Extended Data Types

This document describes the extended data types supported by YMatrix, which can be used to build wide/narrow table variant models.

YMatrix is a schema-based relational database. All tables must have a predefined schema defined via DDL statements. Each column in the schema represents an attribute value, such as name, height, or weight. However, in certain business scenarios, the following issues often arise:

  1. The metric set is unpredictable, meaning the table schema may need frequent changes.
  2. The number of metrics exceeds YMatrix's maximum column limit of 1600.
  3. Metric sets vary significantly across rows, resulting in many NULL values when data is retrieved.

To address these issues, multiple attributes can be serialized and stored in variable-length fields.

In such cases, extended data types are required—these allow multiple attributes to be stored within a single column.

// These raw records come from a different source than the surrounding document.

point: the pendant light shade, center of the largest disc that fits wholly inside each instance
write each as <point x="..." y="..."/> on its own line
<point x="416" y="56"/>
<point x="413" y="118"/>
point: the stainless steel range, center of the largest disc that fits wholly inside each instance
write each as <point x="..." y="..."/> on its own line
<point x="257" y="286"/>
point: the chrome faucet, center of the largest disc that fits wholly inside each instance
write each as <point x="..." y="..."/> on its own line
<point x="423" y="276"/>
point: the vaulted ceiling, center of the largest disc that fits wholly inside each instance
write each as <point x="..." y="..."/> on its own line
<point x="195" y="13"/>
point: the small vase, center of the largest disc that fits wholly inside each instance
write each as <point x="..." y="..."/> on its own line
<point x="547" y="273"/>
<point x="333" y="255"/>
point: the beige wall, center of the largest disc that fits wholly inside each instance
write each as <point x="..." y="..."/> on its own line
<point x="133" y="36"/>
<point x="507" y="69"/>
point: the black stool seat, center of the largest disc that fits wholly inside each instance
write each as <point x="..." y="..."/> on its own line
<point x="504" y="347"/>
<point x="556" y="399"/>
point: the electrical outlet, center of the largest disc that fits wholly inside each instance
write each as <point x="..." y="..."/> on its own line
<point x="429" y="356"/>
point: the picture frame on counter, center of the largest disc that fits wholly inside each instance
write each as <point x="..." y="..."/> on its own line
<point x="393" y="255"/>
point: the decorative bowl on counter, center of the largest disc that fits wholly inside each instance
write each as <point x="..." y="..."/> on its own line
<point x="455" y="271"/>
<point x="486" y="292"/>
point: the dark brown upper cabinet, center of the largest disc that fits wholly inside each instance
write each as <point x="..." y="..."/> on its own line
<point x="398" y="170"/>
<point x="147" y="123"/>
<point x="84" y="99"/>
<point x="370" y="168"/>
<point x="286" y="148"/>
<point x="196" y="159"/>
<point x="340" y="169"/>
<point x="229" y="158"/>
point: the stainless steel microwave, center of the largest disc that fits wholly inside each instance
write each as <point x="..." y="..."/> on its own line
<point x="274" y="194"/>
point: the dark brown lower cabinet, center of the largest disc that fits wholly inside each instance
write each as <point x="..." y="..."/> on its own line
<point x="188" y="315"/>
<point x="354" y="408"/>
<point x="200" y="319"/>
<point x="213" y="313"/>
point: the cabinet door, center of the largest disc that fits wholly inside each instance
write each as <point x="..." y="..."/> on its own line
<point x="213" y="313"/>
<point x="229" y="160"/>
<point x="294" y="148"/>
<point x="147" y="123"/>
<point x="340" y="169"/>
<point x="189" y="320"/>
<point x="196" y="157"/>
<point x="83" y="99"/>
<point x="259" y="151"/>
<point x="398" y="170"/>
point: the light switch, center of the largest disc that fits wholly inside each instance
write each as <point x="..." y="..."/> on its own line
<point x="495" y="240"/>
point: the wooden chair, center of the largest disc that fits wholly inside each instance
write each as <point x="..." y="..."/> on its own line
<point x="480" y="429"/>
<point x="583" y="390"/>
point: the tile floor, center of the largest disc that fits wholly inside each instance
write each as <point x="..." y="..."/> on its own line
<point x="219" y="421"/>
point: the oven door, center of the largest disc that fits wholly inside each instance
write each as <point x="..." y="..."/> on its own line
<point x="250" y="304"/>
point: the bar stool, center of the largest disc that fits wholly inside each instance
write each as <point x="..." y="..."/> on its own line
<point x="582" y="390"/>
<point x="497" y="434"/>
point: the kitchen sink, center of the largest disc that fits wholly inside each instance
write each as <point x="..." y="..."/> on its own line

There are many ways to implement extended data types. For example, custom serialization formats and encoding methods can be defined and stored in string-type columns. YMatrix provides the following extended data types:

Comparison:

Data Type Storage Format Supported Storage Formats Supported Data Formats
JSON Text All formats INT/NUMERIC/BOOLEAN/NULL, etc.
Supports storing different data types in arrays within a single JSON column
JSONB Binary All formats INT/NUMERIC/BOOLEAN/NULL, etc.
Supports storing different data types in arrays within a single JSON column
MXKV Binary All formats MXKV_INT4/MXKV_FLOAT4/MXKV_FLOAT8/MXKV_TEXT
Only supports flat key-value structure; no nesting or arrays allowed. Multiple columns are required to store metrics of different data types
MXKV2 Binary MARS2/3 MXKV_INT8/MXKV_FLOAT8/MXKV_TEXT/MXKV_BOOL
Only supports flat key-value structure; no nesting or arrays allowed. Multiple columns are required to store metrics of different data types


1 JSON/JSONB

The JSON and JSONB data types are inherited from PostgreSQL. Unlike storing JSON strings directly in text columns, JSON/JSONB types provide built-in functions for common JSON operations such as extracting key-values, merging, and deletion.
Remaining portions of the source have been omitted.